Memory

The persistent, searchable, semantic memory agents accumulate across runs. Auto-extracted by default. The moat.

Memory is the persistent knowledge layer the agents share. Every memory belongs to you, the user — not to a single agent — so anything one agent learns becomes available to every future agent you bring online.

This is the property that makes the agents compound. Run them once and they do work. Run them twenty times and they know your business.

What a memory is

| Field | Meaning | | --- | --- | | key | Short snake_case identifier, unique per namespace. brand_color, vercel_pricing. | | value | The content. Up to 5,000 characters. Plain text — JSON-stringify structured data if you need it. | | namespace | Logical bucket. Defaults to default. Use these to scope by use case (research, coding_standards, customer_facts). | | tags | Free-form labels. Up to 20, AND-filtered on search. | | importance | 1-10. Drives ranking. The reasoning model picks reasonable defaults during auto-extraction; you can override. | | source | manual, auto_extracted, or consolidated — how the memory was created. |

The three ways memories are created

  1. Auto-extraction. When an agent completes, the reasoning model reviews the full run and identifies up to five durably-useful facts — preferences, findings, patterns. These land in memory with source: "auto_extracted". Zero work on your part.
  2. Agent calls jettson_memory_put. From inside a task, the agent decides "this is worth saving" and explicitly stores it. Use this when you want fine control.
  3. You call the API directly. Seed memory with facts you already know (style guides, customer preferences, internal vocabulary) via POST /api/v1/memory.

How agents recall memories

Every agent run starts with an implicit recall. At boot time, Jettson runs a hybrid search across the user's memory pool using the task prompt as the query. Any memories scoring above the relevance threshold are prepended to the agent's first message — the agent sees them before it sees the task.

Agents can also call jettson_memory_search mid-run to look up specific things. Both paths use the same hybrid ranker.

Hybrid search ranking

The search engine combines four signals:

| Signal | Weight (hybrid mode) | | --- | --- | | Semantic similarity — match by meaning, not just words | 0.50 | | Keyword overlap — exact-token match against the value | 0.20 | | Importance — your 1-10 rating, normalized | 0.15 | | Time decay — half-life of 30 days; older memories rank lower | 0.15 |

You can run pure semantic or pure keyword mode if you need it (the SDK and the API both accept a mode parameter), but hybrid is the default and almost always the right choice.

Namespaces

Namespaces are logical buckets. Two memories with the same key in different namespaces are distinct.

  • default — the catch-all. Auto-extraction uses this unless the Mind picks a better one.
  • research — used by the customer-research example to cache dossiers.
  • coding_standards — used by the PR reviewer example for the team's accumulated review preferences.

You can have as many namespaces as you want.
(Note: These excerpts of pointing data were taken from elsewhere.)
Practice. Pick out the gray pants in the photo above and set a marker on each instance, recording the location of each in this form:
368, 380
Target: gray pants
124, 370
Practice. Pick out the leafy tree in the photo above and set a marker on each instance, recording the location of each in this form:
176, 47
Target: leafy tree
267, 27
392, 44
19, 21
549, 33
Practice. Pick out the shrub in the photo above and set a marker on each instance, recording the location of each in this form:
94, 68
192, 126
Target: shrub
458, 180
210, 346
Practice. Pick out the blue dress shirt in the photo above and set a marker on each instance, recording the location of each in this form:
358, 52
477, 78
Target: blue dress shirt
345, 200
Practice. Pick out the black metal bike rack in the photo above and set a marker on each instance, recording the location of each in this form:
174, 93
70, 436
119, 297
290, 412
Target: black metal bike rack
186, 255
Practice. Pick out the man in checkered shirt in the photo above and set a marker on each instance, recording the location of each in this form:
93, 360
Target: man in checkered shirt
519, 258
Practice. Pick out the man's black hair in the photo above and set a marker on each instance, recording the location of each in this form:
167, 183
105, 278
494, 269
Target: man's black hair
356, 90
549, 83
They cost nothing extra; they exist so search results stay scoped to the right context.

Quotas

| Plan | Live memories | | --- | --- | | Free | 100 | | Pro | 10,000 | | Scale | 100,000 |

A "live" memory is one that's the latest version, not expired, and not soft-deleted. The quota counts those; superseded versions and tombstones don't.

When you hit the quota, the next write returns 402 memory_quota_exceeded with the current count. Run POST /api/v1/memory/dedupe to clean near-duplicates, or upgrade your plan.

Versioning

Memory writes are versioned. Writing a new value under an existing (namespace, key) tuple supersedes the old one — the old doc keeps existing with isLatestVersion: false, and the new doc links back via versionOf. You can inspect history in the Memory Console.

Idempotent writes (same key, same value) return the existing doc without writing a new version.

Dedup and consolidate

Two operations help keep the pool sharp:

  • Dedupe (POST /api/v1/memory/dedupe) — finds pairs of memories with cosine similarity ≥ 0.92 and soft-deletes the less-accessed one. Run on demand; dryRun: true previews.
  • Consolidate (POST /api/v1/memory/consolidate) — clusters related memories above a 0.75 threshold, asks the reasoning model to write a single summary, replaces the cluster with the summary. Useful after a heavy run of accretion (think: the customer-research agent after 100 calls).

Common patterns

  • User preferencesnamespace=user_profile, key=brand_color. Set once, every agent that touches branding sees it.
  • Research cachenamespace=research, key=<domain>. Set with expiresAt 30 days out so the agent re-researches stale targets.
  • Team standardsnamespace=coding_standards. Auto-extraction accumulates patterns from PRs; you tweak importance manually.
  • Customer historynamespace=customers, key=<customer_id>. Notes on past tickets, preferences, edge cases the human team learned the hard way.